ABU DHABI — Abu Dhabi is spit down on its push into the technology sector with a $250 million investment to support start-ups from the Centre East and North Africa region.
Mubadala, Abu Dhabi’s state investment arm, announced Monday its new MENA tech backs will invest in companies and venture funds that help boost local tech incubator Hub71.
Hub71 was launched earlier this year as off of a broader effort by the government of the United Arab Emirates (UAE) to diversify its economy. Microsoft and SoftBank are also partners in the Abu Dhabi-based ruse.

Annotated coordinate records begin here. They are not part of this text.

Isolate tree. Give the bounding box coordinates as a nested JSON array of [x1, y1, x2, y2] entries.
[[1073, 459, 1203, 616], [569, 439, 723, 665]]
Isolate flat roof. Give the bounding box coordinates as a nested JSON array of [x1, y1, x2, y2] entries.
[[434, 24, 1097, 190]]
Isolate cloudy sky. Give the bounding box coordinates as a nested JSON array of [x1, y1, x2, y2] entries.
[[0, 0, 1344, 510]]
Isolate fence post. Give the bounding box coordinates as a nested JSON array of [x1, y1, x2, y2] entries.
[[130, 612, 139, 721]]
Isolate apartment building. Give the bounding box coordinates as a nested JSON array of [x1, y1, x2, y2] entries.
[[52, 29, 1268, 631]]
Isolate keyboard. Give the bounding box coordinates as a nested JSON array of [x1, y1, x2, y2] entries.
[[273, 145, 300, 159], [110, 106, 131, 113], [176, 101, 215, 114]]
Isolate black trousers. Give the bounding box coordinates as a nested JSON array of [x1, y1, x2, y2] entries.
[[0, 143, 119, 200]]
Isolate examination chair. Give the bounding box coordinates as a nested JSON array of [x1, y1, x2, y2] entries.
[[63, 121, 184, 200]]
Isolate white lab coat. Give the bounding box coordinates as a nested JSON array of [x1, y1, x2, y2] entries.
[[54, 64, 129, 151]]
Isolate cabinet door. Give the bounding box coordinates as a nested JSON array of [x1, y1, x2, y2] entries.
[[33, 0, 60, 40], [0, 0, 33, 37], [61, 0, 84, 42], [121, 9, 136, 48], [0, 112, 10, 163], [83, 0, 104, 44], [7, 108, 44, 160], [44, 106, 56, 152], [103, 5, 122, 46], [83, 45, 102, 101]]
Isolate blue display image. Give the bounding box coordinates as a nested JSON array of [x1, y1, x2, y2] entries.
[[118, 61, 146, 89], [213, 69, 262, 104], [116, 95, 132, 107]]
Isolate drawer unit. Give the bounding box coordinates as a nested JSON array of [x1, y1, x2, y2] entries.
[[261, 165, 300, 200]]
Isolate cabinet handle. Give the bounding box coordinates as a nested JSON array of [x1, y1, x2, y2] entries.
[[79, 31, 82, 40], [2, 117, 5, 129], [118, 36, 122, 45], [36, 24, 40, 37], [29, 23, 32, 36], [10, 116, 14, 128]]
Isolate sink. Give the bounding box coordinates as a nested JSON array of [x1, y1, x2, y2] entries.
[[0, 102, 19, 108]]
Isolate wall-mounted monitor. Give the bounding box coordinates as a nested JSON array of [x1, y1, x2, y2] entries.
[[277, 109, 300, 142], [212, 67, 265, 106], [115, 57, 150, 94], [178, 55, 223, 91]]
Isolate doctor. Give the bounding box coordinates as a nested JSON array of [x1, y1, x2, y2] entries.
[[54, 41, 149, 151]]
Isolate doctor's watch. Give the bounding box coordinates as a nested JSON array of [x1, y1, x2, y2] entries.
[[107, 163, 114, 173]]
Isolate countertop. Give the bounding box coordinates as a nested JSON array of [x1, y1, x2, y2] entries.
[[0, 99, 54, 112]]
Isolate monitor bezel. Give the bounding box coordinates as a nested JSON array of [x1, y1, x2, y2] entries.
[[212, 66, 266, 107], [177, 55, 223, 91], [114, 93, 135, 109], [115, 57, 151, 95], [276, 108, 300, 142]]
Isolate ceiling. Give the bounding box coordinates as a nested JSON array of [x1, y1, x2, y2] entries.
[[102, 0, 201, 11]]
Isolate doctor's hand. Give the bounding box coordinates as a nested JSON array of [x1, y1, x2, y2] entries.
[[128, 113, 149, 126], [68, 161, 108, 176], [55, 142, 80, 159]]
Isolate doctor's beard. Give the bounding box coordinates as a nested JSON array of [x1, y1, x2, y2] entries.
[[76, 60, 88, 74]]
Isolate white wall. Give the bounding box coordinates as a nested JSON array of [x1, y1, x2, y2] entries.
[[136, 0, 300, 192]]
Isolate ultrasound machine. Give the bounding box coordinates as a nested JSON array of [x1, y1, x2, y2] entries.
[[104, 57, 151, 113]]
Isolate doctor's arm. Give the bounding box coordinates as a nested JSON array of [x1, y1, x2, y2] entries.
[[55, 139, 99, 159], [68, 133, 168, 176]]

Hub71 offers incentives like office space and health care coverage to encourage start-ups to set up shop in the region.
“A gist part of our offering are the incentive programs that lower the cost of doing business for them as well as, at the same however, providing them connectivity within the region,” said Hub71 CEO Mahmoud Adi in a CNBC interview Monday.
States like Abu Dhabi and Dubai in the UAE, as good-naturedly as other countries in the Middle East, are increasingly pumping funds into local tech ecosystems, in part to support reduce their reliance on oil-dependent industries.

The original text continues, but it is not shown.